For people who do not need immediate income, but who wish to invest part of their wealth in real estate assets, investing through life insurance is an effective means. SCPIs and OPCIs are well represented there.

Civil companies: active management in the form of “funds of funds”

Life insurance contracts also make it possible to invest in Civil Companies. Civil companies are almost exclusively invested in real estate, whether directly (in buildings) or indirectly (in other real estate funds). The universe of Civil Societies is wide. In particular, you can find real estate funds of funds set up in this form. Advantage of these structures: the management company selects the best performing funds on the market and changes the asset allocation according to its market convictions. With these products, you no longer worry about the property allocation in your life insurance, while benefiting from the attractive taxation of this support. Finally, Civil Societies generally have little or no entry fees.

The advantage of life insurance is that liquidity is guaranteed by the insurer.
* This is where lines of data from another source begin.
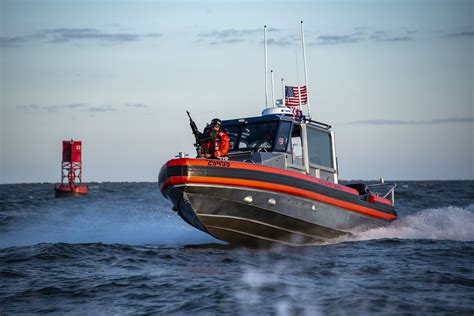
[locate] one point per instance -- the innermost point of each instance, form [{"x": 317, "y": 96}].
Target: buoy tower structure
[{"x": 71, "y": 169}]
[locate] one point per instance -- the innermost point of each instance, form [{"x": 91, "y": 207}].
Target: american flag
[
  {"x": 295, "y": 111},
  {"x": 292, "y": 97}
]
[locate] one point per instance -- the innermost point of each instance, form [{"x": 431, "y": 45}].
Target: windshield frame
[{"x": 257, "y": 142}]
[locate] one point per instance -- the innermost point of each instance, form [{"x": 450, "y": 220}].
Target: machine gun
[{"x": 201, "y": 138}]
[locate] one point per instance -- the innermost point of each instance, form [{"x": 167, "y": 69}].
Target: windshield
[{"x": 253, "y": 136}]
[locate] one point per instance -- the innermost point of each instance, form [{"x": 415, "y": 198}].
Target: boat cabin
[{"x": 283, "y": 141}]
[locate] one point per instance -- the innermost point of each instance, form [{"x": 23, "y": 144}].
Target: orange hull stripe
[{"x": 280, "y": 188}]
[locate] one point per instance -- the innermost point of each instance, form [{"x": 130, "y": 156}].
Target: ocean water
[{"x": 122, "y": 250}]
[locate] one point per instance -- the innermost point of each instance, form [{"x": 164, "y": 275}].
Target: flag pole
[
  {"x": 283, "y": 96},
  {"x": 305, "y": 72},
  {"x": 273, "y": 89},
  {"x": 266, "y": 63}
]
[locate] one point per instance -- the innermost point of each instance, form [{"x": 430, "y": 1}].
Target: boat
[{"x": 278, "y": 185}]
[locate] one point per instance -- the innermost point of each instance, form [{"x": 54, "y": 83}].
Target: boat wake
[
  {"x": 446, "y": 223},
  {"x": 94, "y": 226}
]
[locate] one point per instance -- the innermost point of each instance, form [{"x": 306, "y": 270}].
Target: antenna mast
[
  {"x": 266, "y": 63},
  {"x": 305, "y": 72}
]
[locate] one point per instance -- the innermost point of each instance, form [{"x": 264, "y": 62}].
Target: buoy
[{"x": 71, "y": 169}]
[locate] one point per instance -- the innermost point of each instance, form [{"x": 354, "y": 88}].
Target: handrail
[{"x": 390, "y": 192}]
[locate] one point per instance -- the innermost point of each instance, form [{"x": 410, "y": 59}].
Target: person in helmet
[{"x": 218, "y": 145}]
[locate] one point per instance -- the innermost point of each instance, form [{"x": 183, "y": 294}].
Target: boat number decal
[{"x": 218, "y": 163}]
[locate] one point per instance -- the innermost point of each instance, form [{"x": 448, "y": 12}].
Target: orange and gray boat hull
[{"x": 254, "y": 205}]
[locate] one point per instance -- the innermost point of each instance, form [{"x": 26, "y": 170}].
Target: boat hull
[{"x": 254, "y": 215}]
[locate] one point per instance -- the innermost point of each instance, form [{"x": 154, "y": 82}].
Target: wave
[
  {"x": 446, "y": 223},
  {"x": 159, "y": 227}
]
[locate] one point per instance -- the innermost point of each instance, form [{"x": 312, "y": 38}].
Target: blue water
[{"x": 122, "y": 250}]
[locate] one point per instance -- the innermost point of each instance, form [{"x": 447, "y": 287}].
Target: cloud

Be careful, however, the Sapin 2 law has provided for provisions to restrict the liquidity of these units of account, if necessary. Finally, it is important to take into account the cost of the life insurance contract in the analysis of its investment.

FPS: a top-of-the-range solution for sophisticated investors

For those who wish to benefit from a capitalization real estate investment without entering into the framework of life insurance, real estate FPS type vehicles have made their appearance. These vehicles, reserved for informed customers, accessible from € 100,000, have more investment flexibility than SCPIs and OPCIs, thus allowing exposure to more sophisticated strategies in order to seek superior performance. These can be dynamic strategies aimed at carrying out important work on buildings, whether at the rental level or as part of a work program. Generally fully invested in real estate, these vehicles can, depending on the case, adapt their liquidity to the composition of their assets. This generally depends on the collection and the rate of transfer of investments. Finally, these vehicles benefit from the attractive taxation of income from movable capital (flat tax of 30%, social security contributions included).

SCPI, OPCI, SC or FPS, these vehicles all have their advantages and disadvantages. Unlike a direct investment in a real estate asset, indirect investment in a fund leaves more possibilities in terms of the taxation applicable to the investment or in terms of investment strategies. One important element remains common to direct and indirect investment: in all cases, real estate investment must be considered over the long term.